Believe it or not, Samsung has done something lots of us didn’t think become feasible: it has made first-rate software. Tomorrow, it’s going to unveil a pile of recent phones — the thoroughly leaked Galaxy S10 lineup — and all they must be strolling the brand new “One UI” software, which is constructed on top of Android 9 Pie. I’ve been trying out One UI on a Galaxy S9 for a week or so, and up to now, I like it. In a few approaches, I like it better than what Google itself is transported on Pixel three. If it weren’t for the truth that I believe Samsung to supply predominant software program updates fast, I might be shouting about One UI from the rooftops. As it is, I want to point out that it’s time for us to prevent instinctively turning our noses up at Samsung’s version of Android.
There are still some traumatic components of One UI. However, they don’t destroy what is otherwise a full-featured, coherent, and (dare I say) considerate model of Android. This is not a conventional understanding of approximately Samsung software. If you haven’t been paying close attention to the world of Android in the past few years, you would possibly have overlooked something: we don’t speak approximately “skins” much anymore. We used to think that there was this type of component as “pure” Android, which changed into then sullied using pointless and annoying layers of software slathered on top of it.
Nowadays, “pure” Android does lots much less than it used to. The basic Android Open Source Project (AOSP) version of it isn’t always something you’d need to use on its own anymore — too many critical pieces were pulled out of the open-source and are dispensed via both Google or the producer instead. So to speak about “pure” Android and “skins” is to miss the factor. Most telephones constructed on Android have custom software that goes way deeper than the pores and skin, whether they’re made by Samsung, with the aid of Xiaomi, or — yes — even by Google.
All of that is the context I experience. I want to lay down because Samsung’s software customizations have a protracted and nicely-earned recognition for being buggy, tasteless, and burdened with gimmicks. I’m talking approximately TouchWiz of the route. It turned into important in the early days while Android (and Windows Mobile, in which TouchWiz changed into born) wasn’t simply appropriate sufficient for the common person. But Samsung couldn’t assist itself; it blended extra capabilities to make the UI greater iPhone-like. All those capabilities had been confusing and bogged the whole lot down.
On the pinnacle of everything else, TouchWiz just lacked taste. A model of TouchWiz made a water-droplet noise each time you touched the telephone. By default, it went “bloop” with each tap. Eventually, Samsung found out that the emblem was tainted and renamed it the “Samsung Experience.” As Vlad Savov pointed out, it became probable because Samsung was already beginning to enhance the software revel in when it did. But I think it didn’t cross quite far enough — a more profound redesign became wanted.
Now, we have One UI. I can’t go pretty to this point as to mention that the whole lot has changed all the time when it comes to Samsung’s customizations. There are still multiple versions of some apps because both Google and Samsung insist on having their software program gift. Samsung phones even have a reputation for purchasing a touch laggy (the technical term is cruft) through the years, and I don’t know yet whether One UI and Android 9 will go through the same destiny. But I do recognize that one week in, this OS truly feels intentional and designed instead of simply having a gaggle of capabilities tacked on.
Historically, we have the concept of all the ones customizations as useless add-ons. But that’s not pretty right anymore — customizing AOSP is essential nowadays. Instead, we ought to choose a Samsung smartphone on its very own merits as a telephone, not as stuff bolted on to a few idealized “natural” models of the telephone that can’t, in reality, exist anymore. One UI includes four key parts. One is the simple update to Android nine Pie, which means that you’ll get a ton of small capabilities without spending a dime. Second, there’s a generalized update to the appearance and feel — the entirety is only a little cleaner and greater tasteful than before.

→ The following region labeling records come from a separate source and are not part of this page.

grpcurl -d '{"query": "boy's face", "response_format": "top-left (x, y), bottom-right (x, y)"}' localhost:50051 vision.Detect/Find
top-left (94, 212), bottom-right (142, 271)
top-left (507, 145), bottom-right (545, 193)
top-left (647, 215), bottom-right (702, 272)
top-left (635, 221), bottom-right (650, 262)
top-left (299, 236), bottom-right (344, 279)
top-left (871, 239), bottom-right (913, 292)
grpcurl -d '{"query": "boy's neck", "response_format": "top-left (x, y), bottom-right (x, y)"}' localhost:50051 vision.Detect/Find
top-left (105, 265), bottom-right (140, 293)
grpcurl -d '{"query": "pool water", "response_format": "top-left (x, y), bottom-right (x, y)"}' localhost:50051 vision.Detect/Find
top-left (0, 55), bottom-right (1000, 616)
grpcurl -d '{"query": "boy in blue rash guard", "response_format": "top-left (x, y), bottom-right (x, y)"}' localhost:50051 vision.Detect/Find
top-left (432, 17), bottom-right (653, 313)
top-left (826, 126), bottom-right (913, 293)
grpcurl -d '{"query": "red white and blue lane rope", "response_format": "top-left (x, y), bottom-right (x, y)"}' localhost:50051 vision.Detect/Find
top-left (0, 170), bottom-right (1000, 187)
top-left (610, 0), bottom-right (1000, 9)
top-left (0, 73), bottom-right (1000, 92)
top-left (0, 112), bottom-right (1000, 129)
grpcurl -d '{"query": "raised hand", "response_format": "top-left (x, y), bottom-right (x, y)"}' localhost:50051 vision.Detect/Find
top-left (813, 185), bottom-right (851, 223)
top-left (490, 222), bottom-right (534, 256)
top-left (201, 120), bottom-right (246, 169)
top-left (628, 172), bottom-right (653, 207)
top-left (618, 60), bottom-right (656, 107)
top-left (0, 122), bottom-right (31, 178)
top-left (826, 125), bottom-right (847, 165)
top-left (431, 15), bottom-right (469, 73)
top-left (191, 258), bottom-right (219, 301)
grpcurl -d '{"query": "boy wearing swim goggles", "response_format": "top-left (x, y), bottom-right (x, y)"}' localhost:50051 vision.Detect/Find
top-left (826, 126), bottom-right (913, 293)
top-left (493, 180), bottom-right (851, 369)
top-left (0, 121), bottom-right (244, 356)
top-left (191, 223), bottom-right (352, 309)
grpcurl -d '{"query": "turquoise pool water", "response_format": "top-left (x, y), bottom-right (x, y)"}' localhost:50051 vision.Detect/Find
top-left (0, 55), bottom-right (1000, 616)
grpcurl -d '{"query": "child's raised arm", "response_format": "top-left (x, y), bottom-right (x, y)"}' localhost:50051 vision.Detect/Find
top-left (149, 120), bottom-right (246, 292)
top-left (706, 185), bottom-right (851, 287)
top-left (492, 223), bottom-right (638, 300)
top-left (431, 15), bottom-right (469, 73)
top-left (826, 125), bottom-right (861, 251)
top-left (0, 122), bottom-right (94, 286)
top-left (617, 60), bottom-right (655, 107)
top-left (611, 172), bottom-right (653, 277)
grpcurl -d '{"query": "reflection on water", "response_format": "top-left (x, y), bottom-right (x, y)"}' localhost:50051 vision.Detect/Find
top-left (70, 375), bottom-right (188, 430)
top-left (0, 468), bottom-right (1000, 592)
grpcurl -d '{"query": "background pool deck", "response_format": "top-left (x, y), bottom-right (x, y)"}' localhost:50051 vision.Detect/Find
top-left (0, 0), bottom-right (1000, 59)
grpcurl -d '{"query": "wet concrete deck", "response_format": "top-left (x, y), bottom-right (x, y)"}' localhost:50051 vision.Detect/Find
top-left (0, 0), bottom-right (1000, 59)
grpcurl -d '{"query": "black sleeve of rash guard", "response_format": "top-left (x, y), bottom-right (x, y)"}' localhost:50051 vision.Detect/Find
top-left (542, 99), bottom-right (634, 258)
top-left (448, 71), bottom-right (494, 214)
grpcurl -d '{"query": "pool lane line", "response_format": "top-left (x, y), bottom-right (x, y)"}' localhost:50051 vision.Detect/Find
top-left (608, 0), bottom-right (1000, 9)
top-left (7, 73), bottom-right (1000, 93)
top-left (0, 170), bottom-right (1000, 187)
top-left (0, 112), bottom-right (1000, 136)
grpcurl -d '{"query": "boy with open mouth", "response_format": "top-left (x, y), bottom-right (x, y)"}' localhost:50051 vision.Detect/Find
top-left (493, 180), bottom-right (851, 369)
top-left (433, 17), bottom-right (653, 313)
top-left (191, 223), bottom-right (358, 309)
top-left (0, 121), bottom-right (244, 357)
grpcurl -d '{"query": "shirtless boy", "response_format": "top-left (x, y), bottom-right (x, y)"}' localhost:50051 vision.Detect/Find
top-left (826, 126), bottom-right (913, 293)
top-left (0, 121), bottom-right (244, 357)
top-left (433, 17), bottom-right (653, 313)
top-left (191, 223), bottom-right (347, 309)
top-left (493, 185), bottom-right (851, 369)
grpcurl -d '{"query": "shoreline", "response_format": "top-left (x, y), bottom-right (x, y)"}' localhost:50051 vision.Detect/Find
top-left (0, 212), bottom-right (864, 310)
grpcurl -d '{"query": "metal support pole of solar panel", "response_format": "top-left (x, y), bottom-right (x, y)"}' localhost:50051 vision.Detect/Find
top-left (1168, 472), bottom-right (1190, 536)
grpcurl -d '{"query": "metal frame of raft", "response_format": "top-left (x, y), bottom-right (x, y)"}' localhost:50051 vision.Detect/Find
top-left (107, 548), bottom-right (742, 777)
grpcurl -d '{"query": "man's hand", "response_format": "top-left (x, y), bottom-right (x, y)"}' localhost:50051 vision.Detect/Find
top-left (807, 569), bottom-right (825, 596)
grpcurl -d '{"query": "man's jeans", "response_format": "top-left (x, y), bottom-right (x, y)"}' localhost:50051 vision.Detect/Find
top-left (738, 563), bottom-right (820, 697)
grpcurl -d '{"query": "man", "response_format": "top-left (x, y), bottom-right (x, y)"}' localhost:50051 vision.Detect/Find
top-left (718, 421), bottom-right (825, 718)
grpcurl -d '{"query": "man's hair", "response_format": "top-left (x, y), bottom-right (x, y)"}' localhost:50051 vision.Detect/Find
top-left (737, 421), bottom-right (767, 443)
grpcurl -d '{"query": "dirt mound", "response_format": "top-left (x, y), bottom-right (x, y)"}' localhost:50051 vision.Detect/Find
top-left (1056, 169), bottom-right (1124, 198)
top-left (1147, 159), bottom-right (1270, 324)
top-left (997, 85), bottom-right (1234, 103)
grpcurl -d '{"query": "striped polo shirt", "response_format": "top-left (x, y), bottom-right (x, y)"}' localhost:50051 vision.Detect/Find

Samsung has found out that neon is the most effective cool in small doses. Third, because it is Samsung, there are just a million features hidden in each nook of the OS. Some of them — like a darkish mode — are, without a doubt, useful. Others will remind human beings of the awful antique days of TouchWiz. But standard Samsung is doing a higher process of surfacing them gradually as you operate the smartphone instead of asking you to wade although arcane and opaquely named settings screens inside the first 15 mins of using the telephone.